FROM THE ARCHIVES:Myles na gCopaleen took Frank O'Connor to task for describing a man in one of his short stories as having "a red face, an apoplectic face, that looked like a plum pudding you'd squeezed up and down till it all bulged sideways, so that the features were all flattened and spread out and the two eyes narrowed into slits ..." – JOE JOYCE
MR. O’CONNOR and I are old friends, though heaven knows of whom, and I yield to nuns [sic] in my admiration for his work – if not for his literary work. But if he wrote that bit about the plum pudding – and, melawd, we are not admitting that he did – then I, in my capacity as an old and trusted chef de l’état major de cuisine, must . . . must really protest.
If this be so, and I still doubt it, I can only ask Mr. O’Connor to come along down to the club some evening, black tie, bring a few friends, and also bring a mangle, steam press, or whatever instrument he may choose for the experiment. I shall put up the plum pudding – no charge to guests of the nation – and it only remains for him to go to work, the results to be published in one evening two morning papers.
Gentle reader, have you ever squeezed a plum pudding up and down? What is the strength of a plum pudding in compression and tension? What is its modulus of elasticity, where its extensible limit, in what elevated thermic stratum its flash point? Who will attempt to deny that even the worst plum puddings fracture at something under 1.05 oz. per superficial yard? Fracture, mark you, crumble and lose all integrity!
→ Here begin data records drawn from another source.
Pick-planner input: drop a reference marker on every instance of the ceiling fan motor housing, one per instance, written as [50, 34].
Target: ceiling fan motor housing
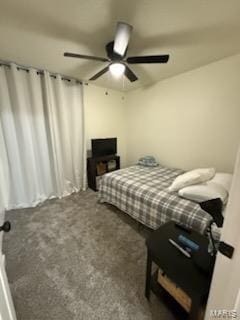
[113, 55]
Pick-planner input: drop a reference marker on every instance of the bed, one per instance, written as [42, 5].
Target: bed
[142, 193]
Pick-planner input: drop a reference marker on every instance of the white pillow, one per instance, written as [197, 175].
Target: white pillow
[203, 192]
[224, 179]
[192, 177]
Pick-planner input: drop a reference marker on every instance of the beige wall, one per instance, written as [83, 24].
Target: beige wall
[105, 116]
[190, 120]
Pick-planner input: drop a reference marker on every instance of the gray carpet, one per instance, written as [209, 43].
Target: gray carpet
[77, 259]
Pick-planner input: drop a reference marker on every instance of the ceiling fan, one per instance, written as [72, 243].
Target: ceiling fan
[116, 52]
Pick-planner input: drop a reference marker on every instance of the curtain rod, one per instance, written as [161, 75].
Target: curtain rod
[40, 72]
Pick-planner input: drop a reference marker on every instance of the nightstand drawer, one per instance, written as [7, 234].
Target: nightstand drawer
[177, 293]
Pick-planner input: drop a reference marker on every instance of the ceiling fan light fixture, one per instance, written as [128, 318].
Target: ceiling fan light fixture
[117, 69]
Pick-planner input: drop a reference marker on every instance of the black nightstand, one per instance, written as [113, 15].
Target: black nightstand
[183, 272]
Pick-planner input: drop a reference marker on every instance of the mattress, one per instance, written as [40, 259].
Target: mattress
[142, 192]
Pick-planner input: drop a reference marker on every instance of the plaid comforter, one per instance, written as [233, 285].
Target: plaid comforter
[142, 193]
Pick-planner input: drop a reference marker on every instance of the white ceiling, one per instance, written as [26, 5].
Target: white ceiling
[193, 32]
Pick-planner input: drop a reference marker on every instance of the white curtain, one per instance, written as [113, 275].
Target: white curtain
[42, 149]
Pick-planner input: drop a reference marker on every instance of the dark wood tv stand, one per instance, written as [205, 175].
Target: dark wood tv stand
[98, 166]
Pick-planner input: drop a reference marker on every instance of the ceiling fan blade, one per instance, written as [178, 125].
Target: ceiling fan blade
[82, 56]
[130, 75]
[122, 37]
[149, 59]
[100, 73]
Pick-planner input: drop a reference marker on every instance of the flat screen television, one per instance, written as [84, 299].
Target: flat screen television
[104, 147]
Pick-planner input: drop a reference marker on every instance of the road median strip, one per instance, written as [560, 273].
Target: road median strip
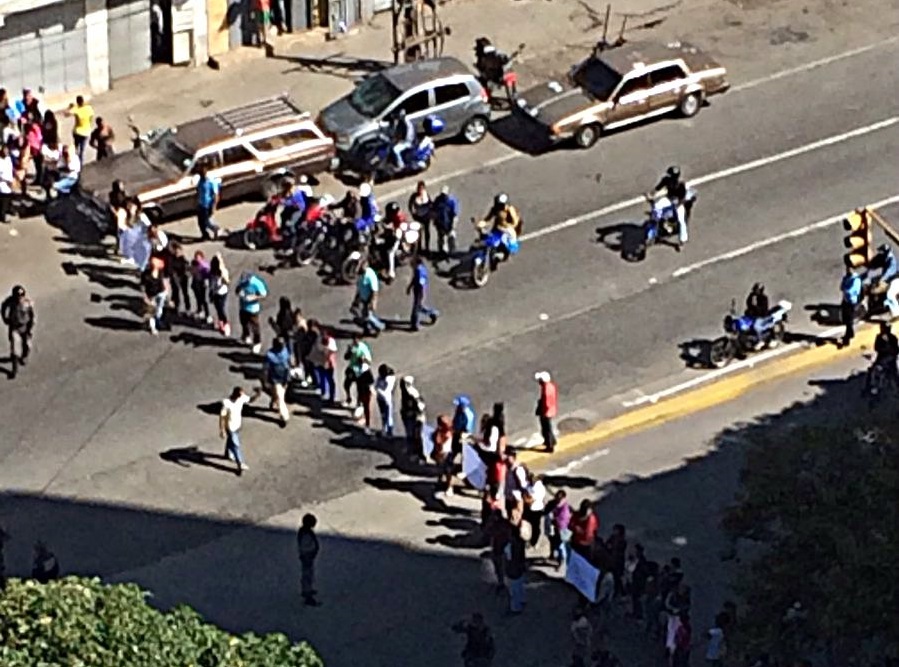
[697, 400]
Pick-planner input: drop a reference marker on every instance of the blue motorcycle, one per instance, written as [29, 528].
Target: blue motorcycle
[661, 219]
[377, 157]
[489, 249]
[745, 334]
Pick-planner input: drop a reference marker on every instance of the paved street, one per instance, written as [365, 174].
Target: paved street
[807, 133]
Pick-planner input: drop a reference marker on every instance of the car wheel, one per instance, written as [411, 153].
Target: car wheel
[690, 105]
[587, 135]
[475, 129]
[154, 214]
[480, 271]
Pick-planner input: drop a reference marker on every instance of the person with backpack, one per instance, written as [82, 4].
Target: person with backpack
[479, 646]
[277, 375]
[307, 549]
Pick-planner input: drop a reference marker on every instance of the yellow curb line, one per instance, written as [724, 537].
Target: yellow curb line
[697, 400]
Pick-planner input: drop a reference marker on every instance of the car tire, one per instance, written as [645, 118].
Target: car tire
[475, 129]
[690, 105]
[587, 135]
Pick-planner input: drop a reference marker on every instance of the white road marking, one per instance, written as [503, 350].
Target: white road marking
[718, 175]
[771, 240]
[716, 374]
[776, 76]
[815, 64]
[442, 178]
[568, 467]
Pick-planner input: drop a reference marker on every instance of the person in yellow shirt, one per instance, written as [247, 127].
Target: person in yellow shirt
[83, 113]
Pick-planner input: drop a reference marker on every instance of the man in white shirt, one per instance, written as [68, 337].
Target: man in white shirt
[69, 171]
[7, 180]
[230, 421]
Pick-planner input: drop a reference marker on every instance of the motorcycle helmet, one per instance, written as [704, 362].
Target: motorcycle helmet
[433, 125]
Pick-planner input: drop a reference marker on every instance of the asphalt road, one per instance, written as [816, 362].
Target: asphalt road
[102, 400]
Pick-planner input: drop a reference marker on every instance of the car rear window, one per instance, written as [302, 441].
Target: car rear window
[294, 138]
[373, 95]
[597, 78]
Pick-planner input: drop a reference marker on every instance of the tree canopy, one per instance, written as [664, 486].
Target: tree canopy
[823, 501]
[82, 622]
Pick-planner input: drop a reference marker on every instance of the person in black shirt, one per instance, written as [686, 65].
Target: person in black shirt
[757, 304]
[178, 272]
[479, 646]
[17, 312]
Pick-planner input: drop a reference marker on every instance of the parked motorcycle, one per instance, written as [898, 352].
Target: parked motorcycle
[661, 218]
[745, 334]
[489, 249]
[507, 82]
[310, 241]
[376, 157]
[263, 230]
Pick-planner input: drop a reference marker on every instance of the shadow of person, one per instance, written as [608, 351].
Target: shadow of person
[188, 456]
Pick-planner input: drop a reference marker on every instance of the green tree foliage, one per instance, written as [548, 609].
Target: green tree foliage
[823, 501]
[80, 622]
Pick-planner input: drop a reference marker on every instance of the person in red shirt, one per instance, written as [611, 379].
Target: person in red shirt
[584, 526]
[547, 409]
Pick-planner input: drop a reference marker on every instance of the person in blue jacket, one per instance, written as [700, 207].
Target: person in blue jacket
[251, 290]
[446, 214]
[851, 287]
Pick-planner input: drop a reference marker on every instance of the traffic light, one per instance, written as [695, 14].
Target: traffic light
[858, 240]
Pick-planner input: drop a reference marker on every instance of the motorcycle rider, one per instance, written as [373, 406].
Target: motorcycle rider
[294, 202]
[757, 305]
[445, 211]
[402, 133]
[852, 289]
[489, 61]
[886, 349]
[503, 218]
[395, 224]
[886, 262]
[675, 189]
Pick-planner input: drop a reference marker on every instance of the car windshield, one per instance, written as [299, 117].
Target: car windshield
[373, 95]
[597, 78]
[166, 146]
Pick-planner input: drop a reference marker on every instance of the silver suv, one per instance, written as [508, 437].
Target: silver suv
[442, 86]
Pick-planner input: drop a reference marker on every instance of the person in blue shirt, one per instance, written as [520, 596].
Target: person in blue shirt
[368, 207]
[418, 288]
[208, 191]
[446, 215]
[251, 290]
[889, 270]
[366, 301]
[277, 376]
[464, 425]
[852, 289]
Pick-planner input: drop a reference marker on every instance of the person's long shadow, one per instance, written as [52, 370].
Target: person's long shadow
[188, 456]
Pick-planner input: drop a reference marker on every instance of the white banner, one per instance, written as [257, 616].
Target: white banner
[135, 245]
[473, 467]
[582, 575]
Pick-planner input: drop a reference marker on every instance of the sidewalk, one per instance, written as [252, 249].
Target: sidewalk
[317, 72]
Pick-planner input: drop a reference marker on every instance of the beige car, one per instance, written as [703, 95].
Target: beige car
[624, 85]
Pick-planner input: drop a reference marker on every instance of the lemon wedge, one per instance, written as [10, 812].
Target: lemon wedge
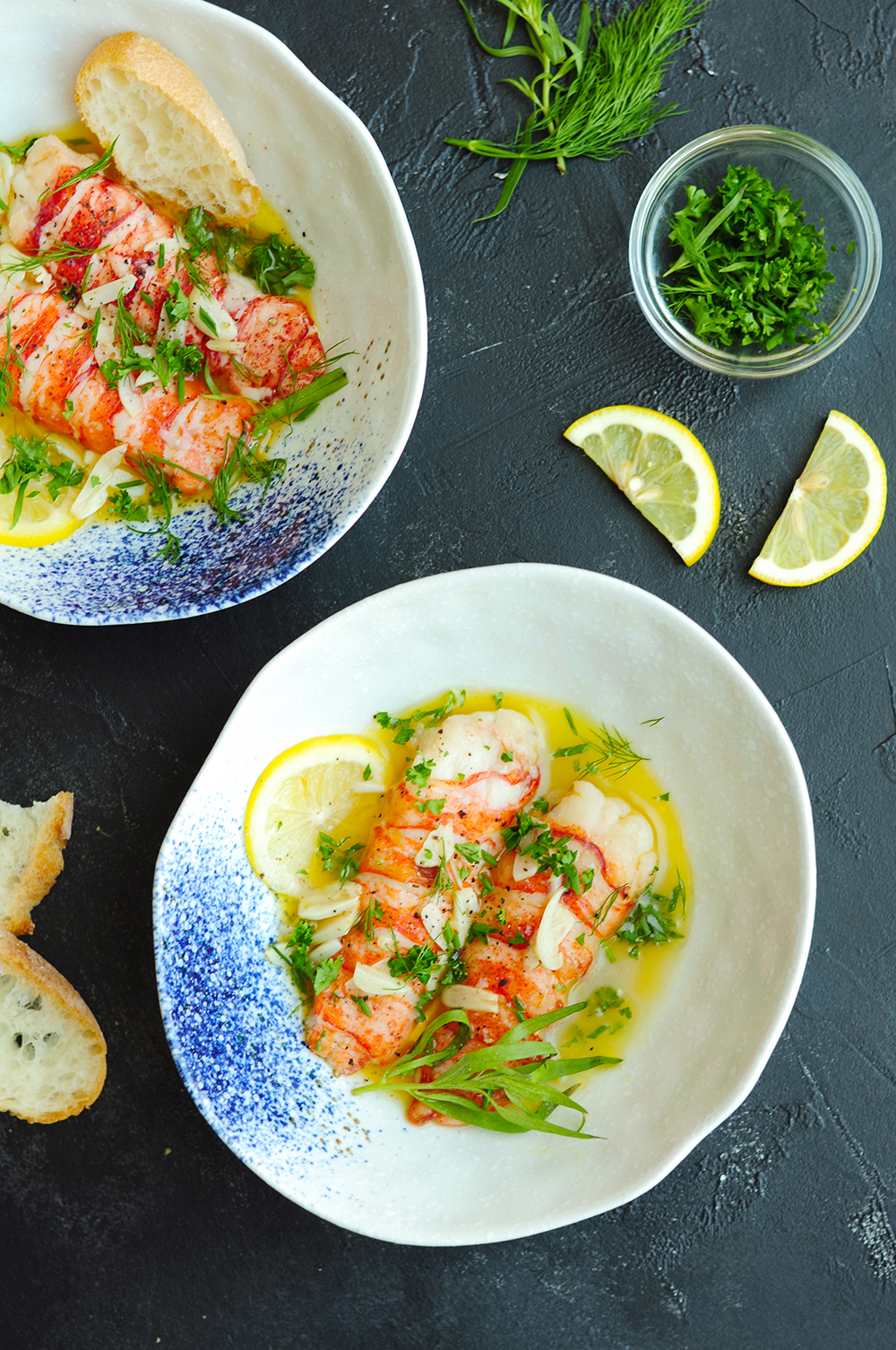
[832, 514]
[660, 466]
[42, 520]
[306, 790]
I have had Purcell test more plum puddings in my day than any other man in these islands; he will tell you the same thing – test them at seven days, test them at twenty-eight, their strength – -be the fault in mixing or in aggregate – declines as they mature!
There is one other matter. It is this question of the ‘features’ and the ‘two’ (sic) ‘eyes.’ Hmmmmmmm. Strong drink I have never permitted to pass these lips – true there is always a bottle of Hennessy in the house but that is in case the missus should have a seizure (blast those rate collectors!) but this much I can say with my hand upon my heart: Never, never have I seen a plum pudding with features, never a pudding with even one eye. Never, never, never.
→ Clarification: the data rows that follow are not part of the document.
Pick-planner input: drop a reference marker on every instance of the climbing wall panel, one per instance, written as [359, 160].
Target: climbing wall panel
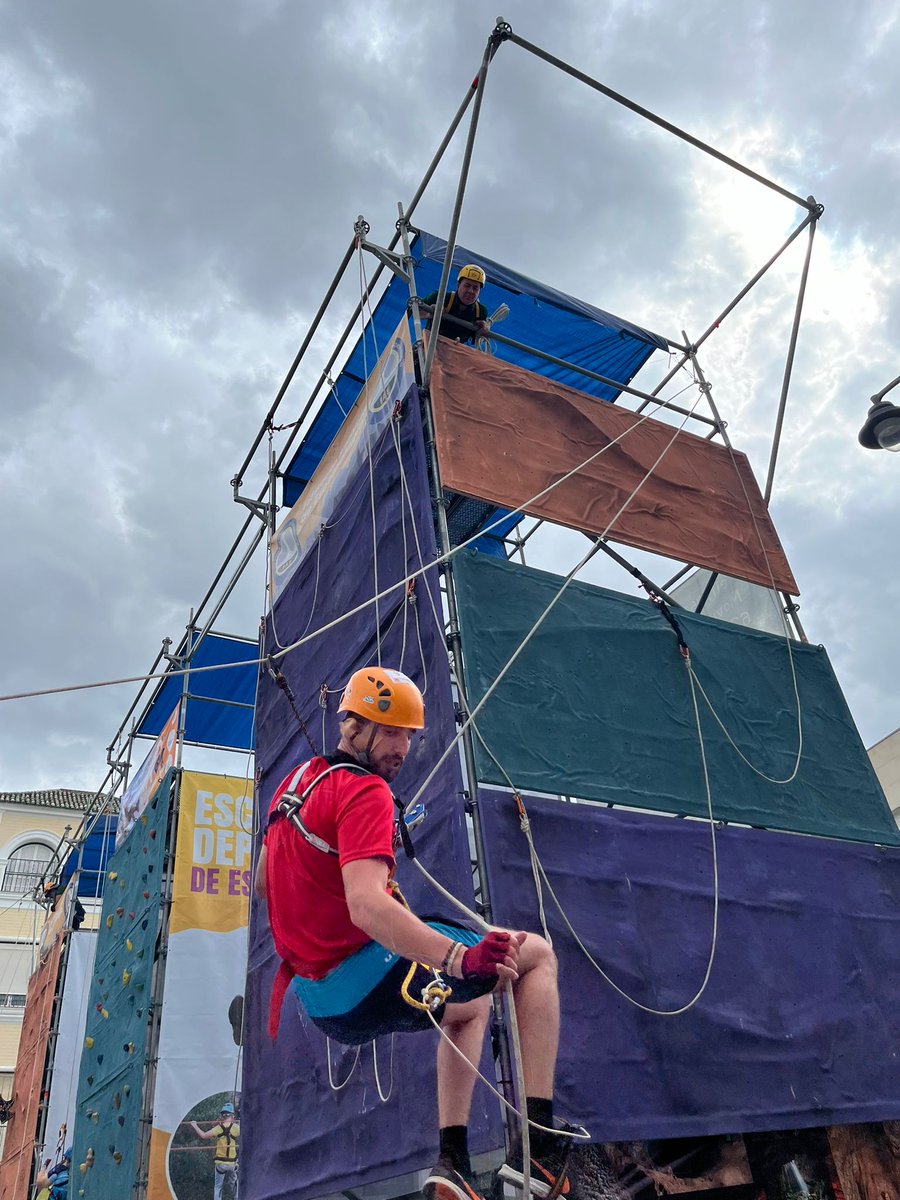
[115, 1055]
[299, 1138]
[599, 706]
[798, 1024]
[508, 436]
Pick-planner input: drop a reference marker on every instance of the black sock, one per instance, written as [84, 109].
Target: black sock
[455, 1147]
[540, 1111]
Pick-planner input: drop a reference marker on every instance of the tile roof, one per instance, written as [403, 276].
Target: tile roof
[54, 798]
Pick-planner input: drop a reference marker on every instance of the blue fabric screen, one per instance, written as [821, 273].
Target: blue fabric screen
[220, 708]
[299, 1138]
[99, 846]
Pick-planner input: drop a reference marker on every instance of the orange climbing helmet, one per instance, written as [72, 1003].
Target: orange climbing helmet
[384, 696]
[472, 273]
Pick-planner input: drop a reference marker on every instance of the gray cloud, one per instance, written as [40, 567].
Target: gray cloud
[179, 184]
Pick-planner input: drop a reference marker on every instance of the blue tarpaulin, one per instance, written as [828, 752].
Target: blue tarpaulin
[99, 846]
[220, 707]
[539, 316]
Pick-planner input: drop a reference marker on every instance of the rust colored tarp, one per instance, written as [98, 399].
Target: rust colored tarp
[505, 436]
[19, 1146]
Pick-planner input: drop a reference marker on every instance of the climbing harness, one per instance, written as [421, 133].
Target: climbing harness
[291, 804]
[436, 993]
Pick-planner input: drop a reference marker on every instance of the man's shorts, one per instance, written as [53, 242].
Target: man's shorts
[360, 1000]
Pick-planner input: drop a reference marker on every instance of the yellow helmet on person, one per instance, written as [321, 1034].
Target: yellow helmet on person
[384, 696]
[472, 273]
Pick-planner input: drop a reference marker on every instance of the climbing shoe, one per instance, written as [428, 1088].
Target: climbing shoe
[550, 1169]
[444, 1182]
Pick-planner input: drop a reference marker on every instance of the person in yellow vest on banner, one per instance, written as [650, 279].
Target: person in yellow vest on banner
[227, 1133]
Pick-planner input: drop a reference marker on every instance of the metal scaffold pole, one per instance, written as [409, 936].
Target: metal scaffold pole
[157, 983]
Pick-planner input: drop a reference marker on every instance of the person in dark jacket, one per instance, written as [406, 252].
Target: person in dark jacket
[465, 317]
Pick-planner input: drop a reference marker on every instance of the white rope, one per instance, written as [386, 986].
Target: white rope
[382, 1097]
[331, 1084]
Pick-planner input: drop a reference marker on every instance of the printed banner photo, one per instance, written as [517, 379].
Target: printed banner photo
[196, 1139]
[148, 777]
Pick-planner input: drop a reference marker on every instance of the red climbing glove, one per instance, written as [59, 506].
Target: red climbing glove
[486, 955]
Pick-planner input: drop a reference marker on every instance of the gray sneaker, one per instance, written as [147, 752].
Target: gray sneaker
[444, 1182]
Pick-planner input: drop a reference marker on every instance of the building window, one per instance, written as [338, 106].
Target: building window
[25, 867]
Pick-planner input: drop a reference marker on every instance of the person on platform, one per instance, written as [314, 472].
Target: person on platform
[227, 1133]
[465, 317]
[347, 945]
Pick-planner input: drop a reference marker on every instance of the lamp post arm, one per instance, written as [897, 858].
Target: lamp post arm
[880, 395]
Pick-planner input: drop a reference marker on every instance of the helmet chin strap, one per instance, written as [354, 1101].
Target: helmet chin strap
[365, 755]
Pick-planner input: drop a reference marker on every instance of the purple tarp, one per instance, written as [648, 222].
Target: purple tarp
[801, 1021]
[299, 1138]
There was one Christmas, I admit, but something . . . someone . . . I don’t know, but that cider-cup was . . . ah, well. The best of us have our lapses and human nature is human nature.
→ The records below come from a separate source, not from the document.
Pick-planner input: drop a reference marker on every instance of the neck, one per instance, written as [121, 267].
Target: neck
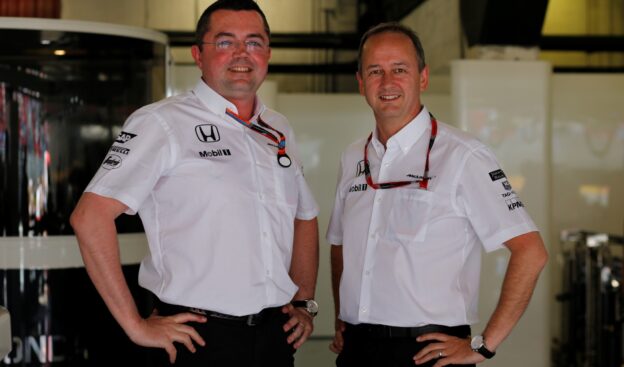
[245, 108]
[387, 128]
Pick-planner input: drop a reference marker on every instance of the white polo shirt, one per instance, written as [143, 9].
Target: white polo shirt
[412, 256]
[218, 210]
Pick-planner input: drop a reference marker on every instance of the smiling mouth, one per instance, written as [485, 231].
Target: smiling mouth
[240, 69]
[389, 97]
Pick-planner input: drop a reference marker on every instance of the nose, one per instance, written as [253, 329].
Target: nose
[240, 47]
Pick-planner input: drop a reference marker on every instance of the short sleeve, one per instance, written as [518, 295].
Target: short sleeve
[493, 208]
[334, 231]
[136, 160]
[307, 208]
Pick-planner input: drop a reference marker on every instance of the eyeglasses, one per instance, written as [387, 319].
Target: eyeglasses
[282, 158]
[423, 181]
[230, 45]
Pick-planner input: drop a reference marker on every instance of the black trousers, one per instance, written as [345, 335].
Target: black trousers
[376, 346]
[233, 343]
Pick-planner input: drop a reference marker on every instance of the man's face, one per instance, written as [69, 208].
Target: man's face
[390, 79]
[235, 62]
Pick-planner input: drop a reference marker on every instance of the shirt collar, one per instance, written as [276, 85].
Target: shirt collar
[407, 136]
[217, 104]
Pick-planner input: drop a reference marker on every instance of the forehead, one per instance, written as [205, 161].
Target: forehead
[388, 46]
[237, 22]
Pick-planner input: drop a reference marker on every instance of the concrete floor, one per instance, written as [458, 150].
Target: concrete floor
[315, 353]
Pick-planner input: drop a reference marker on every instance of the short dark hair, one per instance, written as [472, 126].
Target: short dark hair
[393, 27]
[203, 24]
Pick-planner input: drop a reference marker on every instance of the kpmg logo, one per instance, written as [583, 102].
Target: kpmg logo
[214, 153]
[120, 150]
[207, 133]
[124, 137]
[358, 187]
[497, 175]
[360, 169]
[513, 204]
[112, 161]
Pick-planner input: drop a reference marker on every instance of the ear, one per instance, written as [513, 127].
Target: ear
[196, 53]
[424, 78]
[360, 82]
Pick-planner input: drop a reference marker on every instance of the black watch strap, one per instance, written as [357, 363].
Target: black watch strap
[310, 305]
[486, 352]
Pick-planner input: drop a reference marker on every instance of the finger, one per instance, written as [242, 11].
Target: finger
[186, 340]
[303, 337]
[433, 336]
[193, 334]
[295, 334]
[428, 349]
[288, 308]
[185, 317]
[291, 323]
[171, 351]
I am, of course, terribly interested in our younger writers and if they be from Cork, then my warm understanding of their problems is boundless, my sympathy immense. I may well be mistaken in the mild strictures I have felt bound to make above. I add with candour that I have never seen a Cork plum pudding. For all I know it may be a very different thing from the dun confection that is known to me. The Cork plum pudding may wear a hat and go to Limerick Junction races.